Sean McLean

Personal information
- Nationality: American
- Born: March 23, 1992 (age 34) Raleigh, North Carolina
- Height: 6 ft 2 in (1.88 m)
- Weight: 195 lb (88 kg)

Sport
- Sport: Running
- Events: 100 metres, 200 metres

Achievements and titles
- Personal bests: 100 m: 10.01 s (USA Championship Eugene, OR. 2015) 200 m: 20.24 s (British Grand Prix, 2016)

Medal record
Men's athletics
Representing the United States
Pan American Games
| Gold medal – first place | 2015 Toronto | 4x100 m relay |
Pan American Junior Championships
| Gold medal – first place | 2011 Miramar | 4×100 m relay |
| Silver medal – second place | 2011 Miramar | 200 m |

= Sean McLean =

American sprinter (born 1992)

Sean McLean (born March 23, 1992) is an American sprinter who specializes in the 100 and 200 metres. He graduated from the Word of God Christian Academy in Raleigh, North Carolina, after previously attending Southeast Raleigh Magnet High School.

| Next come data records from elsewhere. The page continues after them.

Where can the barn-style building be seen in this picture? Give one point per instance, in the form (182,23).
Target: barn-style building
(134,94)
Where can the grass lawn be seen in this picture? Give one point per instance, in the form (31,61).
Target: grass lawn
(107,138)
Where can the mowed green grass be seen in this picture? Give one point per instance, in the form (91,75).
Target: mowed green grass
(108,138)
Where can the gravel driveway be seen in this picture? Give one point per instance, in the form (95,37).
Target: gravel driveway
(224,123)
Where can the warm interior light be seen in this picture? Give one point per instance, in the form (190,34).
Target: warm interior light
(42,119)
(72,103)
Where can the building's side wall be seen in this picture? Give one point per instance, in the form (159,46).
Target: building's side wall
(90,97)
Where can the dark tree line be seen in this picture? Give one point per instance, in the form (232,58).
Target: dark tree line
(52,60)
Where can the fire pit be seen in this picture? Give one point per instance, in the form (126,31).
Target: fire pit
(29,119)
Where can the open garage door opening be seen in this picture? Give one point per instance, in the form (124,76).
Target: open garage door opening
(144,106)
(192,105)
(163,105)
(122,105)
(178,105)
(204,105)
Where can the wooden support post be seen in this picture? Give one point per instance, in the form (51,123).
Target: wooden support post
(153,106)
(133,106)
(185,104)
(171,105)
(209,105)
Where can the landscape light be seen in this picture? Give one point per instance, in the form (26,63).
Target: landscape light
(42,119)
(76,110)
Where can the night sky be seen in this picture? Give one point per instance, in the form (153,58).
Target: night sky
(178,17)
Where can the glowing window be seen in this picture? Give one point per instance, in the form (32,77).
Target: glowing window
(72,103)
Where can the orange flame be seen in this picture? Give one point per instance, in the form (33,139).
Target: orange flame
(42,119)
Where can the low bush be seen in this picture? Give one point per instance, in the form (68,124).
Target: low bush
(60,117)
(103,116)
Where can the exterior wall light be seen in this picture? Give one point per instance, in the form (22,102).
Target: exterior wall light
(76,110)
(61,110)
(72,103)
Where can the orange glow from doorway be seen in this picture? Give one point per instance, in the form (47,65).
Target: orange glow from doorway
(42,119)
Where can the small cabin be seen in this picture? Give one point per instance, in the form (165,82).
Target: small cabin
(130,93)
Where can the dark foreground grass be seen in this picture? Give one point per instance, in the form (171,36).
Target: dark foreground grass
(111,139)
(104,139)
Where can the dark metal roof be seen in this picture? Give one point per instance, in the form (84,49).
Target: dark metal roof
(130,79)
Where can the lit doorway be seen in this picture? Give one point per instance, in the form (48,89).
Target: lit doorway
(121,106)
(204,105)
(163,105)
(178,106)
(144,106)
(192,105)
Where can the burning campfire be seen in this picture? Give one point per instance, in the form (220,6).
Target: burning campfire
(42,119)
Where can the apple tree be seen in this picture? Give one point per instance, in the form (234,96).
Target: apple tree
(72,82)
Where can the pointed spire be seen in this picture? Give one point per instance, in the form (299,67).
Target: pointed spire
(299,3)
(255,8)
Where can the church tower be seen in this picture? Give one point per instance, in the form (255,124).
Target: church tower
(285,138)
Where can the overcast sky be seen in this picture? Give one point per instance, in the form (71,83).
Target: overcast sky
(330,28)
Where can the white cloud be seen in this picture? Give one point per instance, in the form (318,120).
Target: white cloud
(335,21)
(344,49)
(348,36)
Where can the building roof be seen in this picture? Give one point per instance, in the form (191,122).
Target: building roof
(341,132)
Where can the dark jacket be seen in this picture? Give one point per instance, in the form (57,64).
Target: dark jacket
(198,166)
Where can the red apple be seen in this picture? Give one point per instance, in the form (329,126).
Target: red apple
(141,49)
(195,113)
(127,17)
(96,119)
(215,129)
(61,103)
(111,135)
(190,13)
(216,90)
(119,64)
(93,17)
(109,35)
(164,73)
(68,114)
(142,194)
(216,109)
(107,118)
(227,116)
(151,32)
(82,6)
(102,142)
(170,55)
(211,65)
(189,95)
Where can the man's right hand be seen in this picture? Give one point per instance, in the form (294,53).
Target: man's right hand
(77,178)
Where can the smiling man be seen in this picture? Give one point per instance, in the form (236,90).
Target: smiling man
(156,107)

McLean won a silver medal in the 200 metres, and a gold medal in the 4×100 metres relay at the 2011 Pan American Junior Athletics Championships in Miramar, Florida. He was an All-USA high school track and field team selection by USA Today in 2010, and 2011. Mclean turned professional out of high school, turning down offers from some of the top track and field programs in the country.